DEĞERLİ okurlarım geçen yazımda başkanlık rejiminin “kuvvetler ayrılığı” prensibinin bir sonucu olduğunu yazmıştım. Demiştim ki, yargının, hükümet ve parlamentonun etkisinden kurtulup bağımsız kararlar verebildiği rejimler “parlamenter” rejimlerdir. Ama parlamentonun da hükümetin etkisinden kurtulduğu ve icranın başının (Başkanın) da doğrudan halk tarafından seçildiği, rejimlere ise “Başkanlık Rejimi” denmektedir.
Bu gün başkanlık rejimlerinin demokratik rejimler olarak kalabilmeleri için hangi şartların gerekli olduğu üzerinde durmak istiyorum. Çünkü gerçek odur ki bizim gibi az gelişmiş ülkelerde başkanlık rejimleri genelde demokrasi imiş gibi görünen dikta rejimlerine dönüşüyor. Bunun olmaması için neler gerekiyor, bunlara bakalım:
1. Herşeyden önce başkanlık rejimlerinde parlamenterler (Milletvekilleri ve senatörler), doğrudan doğruya partiye kayıtlı ve aidat ödeyen üyeler veya üyelerin seçtiği delegeler tarafından seçiliyor. Partinin ve parti genel başkanının atadığı “delegeler”in aday belirlemesi söz konusu olmuyor. Böylelikle her parlamenter parti başkanının boş kağıtlara imza attırdığı, tarihsiz istifa mektupları imzalattırdığı “kulları” olmuyor.
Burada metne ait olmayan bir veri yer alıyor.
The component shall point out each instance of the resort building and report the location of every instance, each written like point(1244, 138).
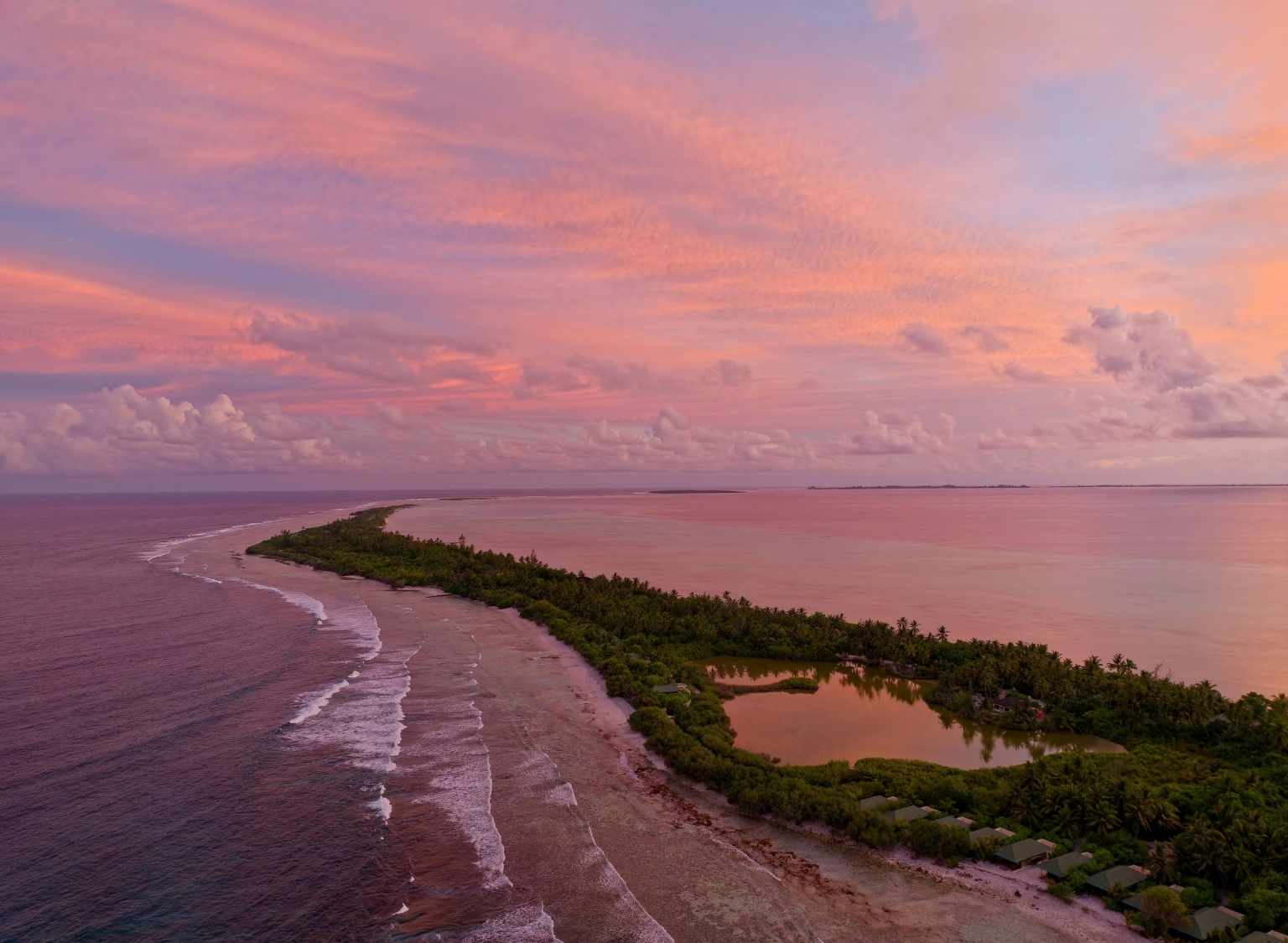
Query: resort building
point(1026, 852)
point(1062, 868)
point(672, 690)
point(1121, 876)
point(982, 835)
point(1208, 923)
point(877, 803)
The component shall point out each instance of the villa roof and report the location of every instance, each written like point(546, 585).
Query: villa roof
point(1206, 923)
point(874, 803)
point(1024, 851)
point(990, 835)
point(1119, 876)
point(1062, 866)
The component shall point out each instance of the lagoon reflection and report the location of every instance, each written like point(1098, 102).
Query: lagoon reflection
point(860, 712)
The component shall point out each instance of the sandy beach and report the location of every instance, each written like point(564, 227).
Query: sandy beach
point(514, 760)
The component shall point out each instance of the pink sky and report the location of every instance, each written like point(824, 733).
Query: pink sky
point(340, 245)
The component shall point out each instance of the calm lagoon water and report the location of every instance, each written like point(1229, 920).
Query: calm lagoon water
point(1191, 580)
point(857, 712)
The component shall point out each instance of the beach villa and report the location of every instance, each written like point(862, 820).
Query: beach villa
point(672, 690)
point(1026, 852)
point(1121, 876)
point(1208, 923)
point(1062, 866)
point(982, 835)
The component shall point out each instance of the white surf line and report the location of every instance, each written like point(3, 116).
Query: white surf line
point(166, 547)
point(300, 599)
point(564, 794)
point(314, 702)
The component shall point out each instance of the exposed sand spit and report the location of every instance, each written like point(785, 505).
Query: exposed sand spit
point(512, 751)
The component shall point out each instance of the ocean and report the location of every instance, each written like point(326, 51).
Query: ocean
point(1191, 581)
point(146, 787)
point(183, 758)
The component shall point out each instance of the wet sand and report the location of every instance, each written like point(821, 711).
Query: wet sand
point(519, 779)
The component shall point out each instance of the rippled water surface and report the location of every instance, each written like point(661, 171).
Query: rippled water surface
point(153, 785)
point(1191, 580)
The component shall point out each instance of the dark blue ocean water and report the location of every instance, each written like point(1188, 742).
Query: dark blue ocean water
point(143, 789)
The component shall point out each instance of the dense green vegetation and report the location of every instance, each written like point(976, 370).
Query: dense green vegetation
point(1201, 798)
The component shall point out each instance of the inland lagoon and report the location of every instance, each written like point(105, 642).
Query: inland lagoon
point(860, 712)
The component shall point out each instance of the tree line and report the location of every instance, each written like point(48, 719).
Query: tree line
point(1201, 796)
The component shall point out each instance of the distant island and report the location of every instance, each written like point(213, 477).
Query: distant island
point(1194, 816)
point(696, 491)
point(913, 487)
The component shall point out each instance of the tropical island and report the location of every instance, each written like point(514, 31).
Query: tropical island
point(1184, 830)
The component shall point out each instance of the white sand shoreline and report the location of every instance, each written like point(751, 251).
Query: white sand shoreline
point(692, 863)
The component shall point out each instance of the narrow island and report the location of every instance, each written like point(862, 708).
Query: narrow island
point(1187, 832)
point(696, 491)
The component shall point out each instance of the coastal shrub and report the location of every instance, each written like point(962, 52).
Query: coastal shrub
point(1265, 909)
point(943, 842)
point(872, 830)
point(1160, 909)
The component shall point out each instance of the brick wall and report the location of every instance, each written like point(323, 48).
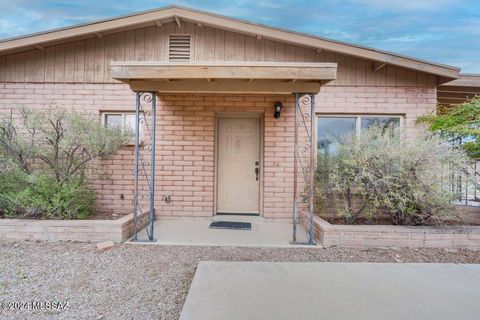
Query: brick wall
point(185, 137)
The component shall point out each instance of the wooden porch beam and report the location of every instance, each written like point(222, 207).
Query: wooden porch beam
point(234, 86)
point(272, 71)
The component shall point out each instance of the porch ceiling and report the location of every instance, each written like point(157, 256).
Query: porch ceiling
point(265, 77)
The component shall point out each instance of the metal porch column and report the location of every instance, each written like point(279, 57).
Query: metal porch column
point(304, 165)
point(146, 117)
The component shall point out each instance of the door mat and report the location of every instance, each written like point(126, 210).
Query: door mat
point(231, 225)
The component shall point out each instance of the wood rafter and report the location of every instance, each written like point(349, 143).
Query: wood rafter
point(213, 20)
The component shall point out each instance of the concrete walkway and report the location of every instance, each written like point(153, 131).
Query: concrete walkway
point(340, 291)
point(195, 231)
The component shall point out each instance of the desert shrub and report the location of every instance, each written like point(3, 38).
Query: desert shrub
point(46, 160)
point(381, 171)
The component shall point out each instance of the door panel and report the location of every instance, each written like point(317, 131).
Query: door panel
point(238, 145)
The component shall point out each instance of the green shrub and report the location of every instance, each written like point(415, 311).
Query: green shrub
point(383, 171)
point(45, 160)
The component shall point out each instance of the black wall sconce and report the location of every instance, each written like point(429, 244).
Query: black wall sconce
point(278, 109)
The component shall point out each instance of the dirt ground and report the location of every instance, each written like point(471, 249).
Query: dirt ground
point(144, 282)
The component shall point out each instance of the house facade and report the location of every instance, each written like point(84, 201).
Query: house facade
point(219, 146)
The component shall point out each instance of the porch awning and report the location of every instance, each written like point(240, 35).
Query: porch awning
point(211, 77)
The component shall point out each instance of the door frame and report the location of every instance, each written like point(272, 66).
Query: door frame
point(239, 115)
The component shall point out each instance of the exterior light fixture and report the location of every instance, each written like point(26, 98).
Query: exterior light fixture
point(278, 109)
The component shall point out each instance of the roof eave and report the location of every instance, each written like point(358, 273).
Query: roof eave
point(232, 24)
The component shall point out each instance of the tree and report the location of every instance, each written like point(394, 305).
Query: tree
point(381, 170)
point(460, 124)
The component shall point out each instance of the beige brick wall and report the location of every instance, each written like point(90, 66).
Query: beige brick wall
point(396, 236)
point(185, 137)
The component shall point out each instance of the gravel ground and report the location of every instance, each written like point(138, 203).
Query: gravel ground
point(147, 282)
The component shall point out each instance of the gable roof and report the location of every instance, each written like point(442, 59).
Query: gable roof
point(176, 13)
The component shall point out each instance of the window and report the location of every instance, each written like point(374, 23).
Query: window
point(179, 48)
point(125, 120)
point(331, 128)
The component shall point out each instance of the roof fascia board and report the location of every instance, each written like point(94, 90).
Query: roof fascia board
point(236, 26)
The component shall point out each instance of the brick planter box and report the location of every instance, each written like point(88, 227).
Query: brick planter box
point(70, 230)
point(396, 236)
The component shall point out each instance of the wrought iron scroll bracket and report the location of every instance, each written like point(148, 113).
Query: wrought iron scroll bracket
point(143, 169)
point(304, 166)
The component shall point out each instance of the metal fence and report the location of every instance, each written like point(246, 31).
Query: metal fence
point(467, 185)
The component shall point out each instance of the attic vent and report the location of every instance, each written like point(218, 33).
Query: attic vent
point(179, 48)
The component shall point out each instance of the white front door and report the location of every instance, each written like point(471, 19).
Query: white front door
point(238, 187)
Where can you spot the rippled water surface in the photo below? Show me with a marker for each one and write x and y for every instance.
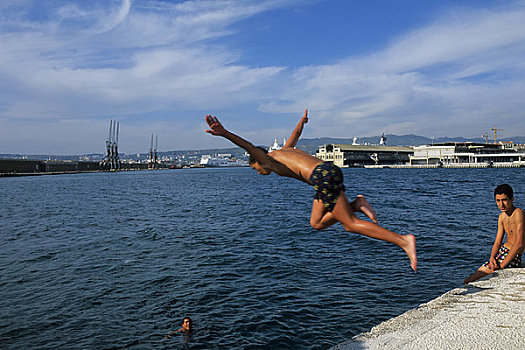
(115, 260)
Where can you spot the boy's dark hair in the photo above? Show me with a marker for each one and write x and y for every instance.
(504, 189)
(253, 160)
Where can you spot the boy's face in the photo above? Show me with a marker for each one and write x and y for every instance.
(504, 202)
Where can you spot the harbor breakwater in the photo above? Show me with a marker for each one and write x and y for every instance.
(486, 314)
(25, 167)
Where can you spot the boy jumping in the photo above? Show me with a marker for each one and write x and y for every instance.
(510, 221)
(330, 204)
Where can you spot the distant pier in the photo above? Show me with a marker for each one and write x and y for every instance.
(31, 167)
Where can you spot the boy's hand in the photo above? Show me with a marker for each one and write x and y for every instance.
(216, 127)
(304, 119)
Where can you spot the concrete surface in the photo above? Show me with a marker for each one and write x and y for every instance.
(486, 314)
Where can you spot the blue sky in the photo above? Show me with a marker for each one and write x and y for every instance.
(432, 68)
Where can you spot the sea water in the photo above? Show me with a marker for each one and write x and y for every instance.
(116, 260)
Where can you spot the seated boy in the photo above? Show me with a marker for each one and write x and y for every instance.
(330, 204)
(510, 221)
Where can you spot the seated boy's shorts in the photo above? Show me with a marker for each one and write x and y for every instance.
(327, 180)
(502, 254)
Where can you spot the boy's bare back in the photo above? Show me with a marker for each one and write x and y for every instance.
(513, 226)
(299, 163)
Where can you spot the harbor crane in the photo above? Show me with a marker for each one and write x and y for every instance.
(495, 132)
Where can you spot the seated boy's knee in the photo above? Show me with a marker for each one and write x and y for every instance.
(316, 225)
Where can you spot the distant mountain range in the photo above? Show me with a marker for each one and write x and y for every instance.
(308, 145)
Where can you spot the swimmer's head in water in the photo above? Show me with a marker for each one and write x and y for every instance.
(187, 324)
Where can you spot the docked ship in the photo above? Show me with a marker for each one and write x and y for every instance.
(221, 160)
2. Başkan adayları, eğer parlamentoda üye (Milletvekili) iseler bu görevlerinden istifa ediyorlar, parlamento ile ilişkilerini kesiyorlar. Parti başkanı iseler başkanlığı bırakıyorlar.
3. Bakanları başkan seçiyor. Bakanlar parlamento üyesi olamıyor.
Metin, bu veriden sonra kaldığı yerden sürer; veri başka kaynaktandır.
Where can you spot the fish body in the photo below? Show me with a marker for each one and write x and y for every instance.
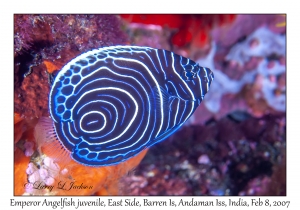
(111, 103)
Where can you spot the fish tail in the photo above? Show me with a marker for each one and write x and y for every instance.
(48, 142)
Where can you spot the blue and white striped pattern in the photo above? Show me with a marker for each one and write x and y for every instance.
(109, 104)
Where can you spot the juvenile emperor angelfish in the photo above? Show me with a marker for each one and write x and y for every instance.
(109, 104)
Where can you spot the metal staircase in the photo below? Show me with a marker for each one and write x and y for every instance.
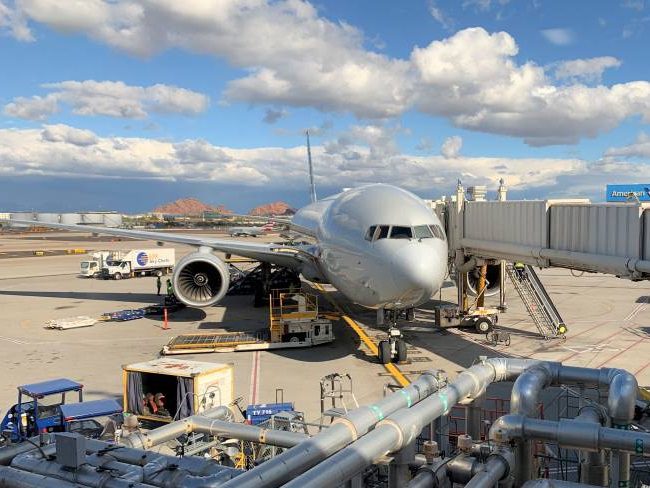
(537, 302)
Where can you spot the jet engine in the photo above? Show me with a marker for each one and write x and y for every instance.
(492, 280)
(200, 279)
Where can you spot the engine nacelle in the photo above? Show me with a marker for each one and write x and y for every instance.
(492, 279)
(200, 279)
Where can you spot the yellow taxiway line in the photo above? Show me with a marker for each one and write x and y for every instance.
(390, 367)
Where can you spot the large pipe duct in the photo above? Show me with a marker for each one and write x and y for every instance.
(496, 468)
(113, 466)
(210, 423)
(15, 478)
(342, 432)
(550, 483)
(593, 468)
(402, 427)
(569, 433)
(525, 398)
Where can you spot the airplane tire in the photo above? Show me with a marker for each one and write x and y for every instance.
(384, 352)
(410, 315)
(402, 353)
(483, 325)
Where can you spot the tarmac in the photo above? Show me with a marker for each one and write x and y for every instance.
(608, 321)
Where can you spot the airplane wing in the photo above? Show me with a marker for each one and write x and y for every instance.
(288, 256)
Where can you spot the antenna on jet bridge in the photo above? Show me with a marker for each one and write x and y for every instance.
(312, 186)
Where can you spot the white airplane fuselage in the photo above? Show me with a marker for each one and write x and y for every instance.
(382, 272)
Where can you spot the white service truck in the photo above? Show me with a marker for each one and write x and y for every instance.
(139, 262)
(92, 268)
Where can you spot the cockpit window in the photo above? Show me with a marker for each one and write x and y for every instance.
(437, 231)
(371, 233)
(383, 232)
(422, 232)
(398, 232)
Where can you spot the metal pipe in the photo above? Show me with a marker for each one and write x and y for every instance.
(173, 430)
(523, 401)
(402, 427)
(342, 432)
(551, 483)
(15, 478)
(593, 468)
(431, 475)
(570, 433)
(496, 468)
(621, 402)
(86, 475)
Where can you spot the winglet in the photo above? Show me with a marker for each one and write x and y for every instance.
(312, 186)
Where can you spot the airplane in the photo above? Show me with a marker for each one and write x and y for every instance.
(381, 246)
(252, 231)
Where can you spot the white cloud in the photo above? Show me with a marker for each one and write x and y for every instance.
(295, 57)
(440, 16)
(585, 69)
(559, 37)
(35, 108)
(13, 23)
(638, 149)
(111, 98)
(271, 116)
(365, 154)
(451, 147)
(68, 135)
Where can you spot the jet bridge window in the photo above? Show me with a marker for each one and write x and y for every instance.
(437, 231)
(398, 232)
(371, 233)
(422, 232)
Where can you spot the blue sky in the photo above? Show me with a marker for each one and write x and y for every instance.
(128, 104)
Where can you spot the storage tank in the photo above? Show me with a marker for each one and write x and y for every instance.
(92, 218)
(47, 217)
(71, 218)
(21, 216)
(112, 220)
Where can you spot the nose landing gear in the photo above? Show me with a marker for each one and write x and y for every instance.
(394, 348)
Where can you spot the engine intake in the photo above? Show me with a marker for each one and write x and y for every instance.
(200, 279)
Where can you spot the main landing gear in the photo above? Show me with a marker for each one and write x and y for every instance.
(394, 348)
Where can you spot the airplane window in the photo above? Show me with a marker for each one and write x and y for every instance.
(422, 232)
(398, 232)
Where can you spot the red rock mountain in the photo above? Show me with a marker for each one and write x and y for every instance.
(189, 206)
(275, 208)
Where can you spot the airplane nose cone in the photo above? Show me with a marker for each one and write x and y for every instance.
(415, 270)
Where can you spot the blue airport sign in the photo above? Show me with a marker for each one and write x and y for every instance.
(626, 193)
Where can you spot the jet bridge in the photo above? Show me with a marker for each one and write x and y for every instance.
(483, 236)
(611, 238)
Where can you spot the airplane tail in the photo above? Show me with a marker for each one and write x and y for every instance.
(312, 185)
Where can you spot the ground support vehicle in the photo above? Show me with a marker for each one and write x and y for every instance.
(482, 319)
(140, 262)
(81, 418)
(185, 387)
(294, 322)
(38, 408)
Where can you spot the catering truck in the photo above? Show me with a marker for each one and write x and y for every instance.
(166, 389)
(139, 262)
(92, 268)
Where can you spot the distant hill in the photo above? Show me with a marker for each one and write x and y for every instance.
(275, 208)
(189, 206)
4. Parlamentonun, başkanın seçtiği bakanları onaylamak veya reddetmek yetkisi var. Ama reddettiği aday yerine yenisini seçemiyor.
5. Başkanlık belirli bir süre ile (bir dönem iki dönem; 4 yıl 8 yıl gibi) sınırlandırılıyor.
6. Parlamenterler başkanın ve bakanların (icranın) etkisinden tamamen kurtuldukları için vicdanlarının ve seçmenlerinin sesini dinliyorlar. Böylelikle parlamento, hükümet üzerinde çok ciddi bir denetleme yapabiliyor. Parlamento belirli bir yasal prosedüre uymak kaydı ile başkanı, bakanları ve en üst bürokratları görevden alabiliyor.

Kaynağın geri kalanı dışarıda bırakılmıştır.